AI Functions on Azure Databricks

Important

This feature is in Public Preview.

This article describes Azure Databricks AI Functions, built-in SQL functions that allow you to apply AI on your data directly from SQL.

SQL is crucial for data analysis due to its versatility, efficiency, and widespread use. Its simplicity enables swift retrieval, manipulation, and management of large datasets.
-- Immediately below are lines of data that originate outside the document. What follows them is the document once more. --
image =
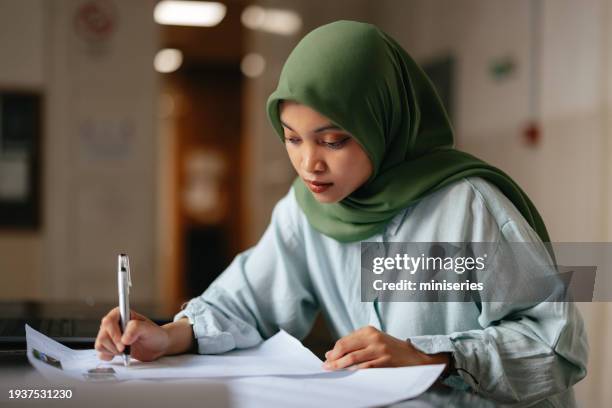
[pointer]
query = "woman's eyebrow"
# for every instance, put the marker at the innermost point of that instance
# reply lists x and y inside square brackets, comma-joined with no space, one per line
[318,130]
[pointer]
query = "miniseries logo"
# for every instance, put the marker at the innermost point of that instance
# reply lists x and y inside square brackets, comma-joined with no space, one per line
[479,271]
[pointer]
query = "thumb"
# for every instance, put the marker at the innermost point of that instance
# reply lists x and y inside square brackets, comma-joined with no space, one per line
[133,331]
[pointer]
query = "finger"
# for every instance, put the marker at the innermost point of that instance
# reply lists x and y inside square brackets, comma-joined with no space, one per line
[355,357]
[110,323]
[376,363]
[133,331]
[345,345]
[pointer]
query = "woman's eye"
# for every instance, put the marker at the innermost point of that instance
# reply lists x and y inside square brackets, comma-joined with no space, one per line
[292,140]
[338,144]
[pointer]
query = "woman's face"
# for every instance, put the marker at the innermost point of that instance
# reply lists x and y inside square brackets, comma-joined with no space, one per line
[329,160]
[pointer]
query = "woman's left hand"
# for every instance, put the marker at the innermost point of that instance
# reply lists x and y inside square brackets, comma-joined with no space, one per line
[369,347]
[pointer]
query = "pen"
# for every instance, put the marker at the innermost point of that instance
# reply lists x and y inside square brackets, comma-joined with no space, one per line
[124,282]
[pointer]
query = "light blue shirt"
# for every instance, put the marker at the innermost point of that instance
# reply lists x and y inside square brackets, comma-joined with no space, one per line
[295,271]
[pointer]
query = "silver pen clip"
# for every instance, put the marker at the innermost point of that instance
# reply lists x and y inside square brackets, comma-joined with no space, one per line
[125,265]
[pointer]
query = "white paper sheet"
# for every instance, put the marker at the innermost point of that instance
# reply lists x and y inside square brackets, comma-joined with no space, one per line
[281,354]
[279,372]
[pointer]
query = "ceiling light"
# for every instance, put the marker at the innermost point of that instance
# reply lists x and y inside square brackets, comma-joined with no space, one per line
[168,60]
[276,21]
[189,13]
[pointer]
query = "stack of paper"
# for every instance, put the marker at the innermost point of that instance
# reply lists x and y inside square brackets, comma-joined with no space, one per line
[278,372]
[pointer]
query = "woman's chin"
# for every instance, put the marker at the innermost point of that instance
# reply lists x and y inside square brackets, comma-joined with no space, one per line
[326,198]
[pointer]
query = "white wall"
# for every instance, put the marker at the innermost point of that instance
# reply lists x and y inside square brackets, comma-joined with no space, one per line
[99,151]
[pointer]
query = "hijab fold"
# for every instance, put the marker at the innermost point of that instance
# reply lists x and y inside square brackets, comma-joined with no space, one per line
[364,82]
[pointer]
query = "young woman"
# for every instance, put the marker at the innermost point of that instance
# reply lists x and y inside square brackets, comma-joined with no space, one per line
[373,150]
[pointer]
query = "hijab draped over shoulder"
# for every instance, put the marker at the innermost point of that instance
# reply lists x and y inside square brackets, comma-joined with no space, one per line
[365,82]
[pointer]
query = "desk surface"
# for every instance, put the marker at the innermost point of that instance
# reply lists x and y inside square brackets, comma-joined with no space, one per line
[17,366]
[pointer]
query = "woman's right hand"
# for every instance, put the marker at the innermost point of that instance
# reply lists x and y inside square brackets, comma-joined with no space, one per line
[147,340]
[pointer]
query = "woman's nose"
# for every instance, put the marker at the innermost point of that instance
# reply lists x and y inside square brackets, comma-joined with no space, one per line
[312,162]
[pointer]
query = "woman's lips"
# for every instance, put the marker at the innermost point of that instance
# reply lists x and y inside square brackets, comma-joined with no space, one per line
[317,186]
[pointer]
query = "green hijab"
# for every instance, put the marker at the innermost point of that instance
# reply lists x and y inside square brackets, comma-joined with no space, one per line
[364,82]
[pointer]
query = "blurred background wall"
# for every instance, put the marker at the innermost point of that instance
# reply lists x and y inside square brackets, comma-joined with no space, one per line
[131,156]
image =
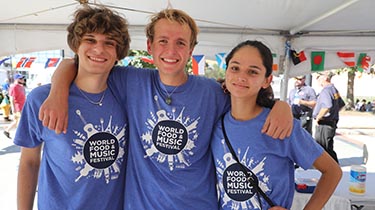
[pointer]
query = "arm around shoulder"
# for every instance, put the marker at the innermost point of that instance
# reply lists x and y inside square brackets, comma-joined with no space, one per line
[54,111]
[28,177]
[279,123]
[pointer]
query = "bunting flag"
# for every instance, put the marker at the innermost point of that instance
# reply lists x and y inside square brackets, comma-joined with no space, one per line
[51,62]
[3,60]
[220,58]
[126,61]
[275,65]
[21,62]
[297,57]
[199,63]
[347,57]
[363,62]
[25,62]
[317,60]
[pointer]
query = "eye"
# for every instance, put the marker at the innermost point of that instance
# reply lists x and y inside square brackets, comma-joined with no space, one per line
[181,43]
[163,41]
[110,43]
[253,72]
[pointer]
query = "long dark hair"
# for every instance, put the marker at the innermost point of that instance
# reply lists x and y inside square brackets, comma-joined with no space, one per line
[265,95]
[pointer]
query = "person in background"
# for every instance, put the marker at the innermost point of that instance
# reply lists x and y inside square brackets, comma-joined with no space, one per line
[326,113]
[242,154]
[5,86]
[5,106]
[302,99]
[84,168]
[170,163]
[17,96]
Incorporating AI functions into SQL for data analysis enhances efficiency, which enables businesses to swiftly extract insights.

Integrating AI into analysis workflows provides access to information previously inaccessible to analysts, and empowers them to make more informed decisions, manage risks, and sustain a competitive advantage through data-driven innovation and efficiency.

AI functions using Databricks Foundation Model APIs

Note

  • In Databricks Runtime 15.1 and above, these functions are supported in Databricks notebooks, including notebooks that are run as a task in a Databricks workflow.
  • These functions are powered by Meta-Llama-3.1-70B-Instruct for chat tasks and GTE Large (English) for embedding tasks. These models are limited to US and EU regions. See AI and machine learning.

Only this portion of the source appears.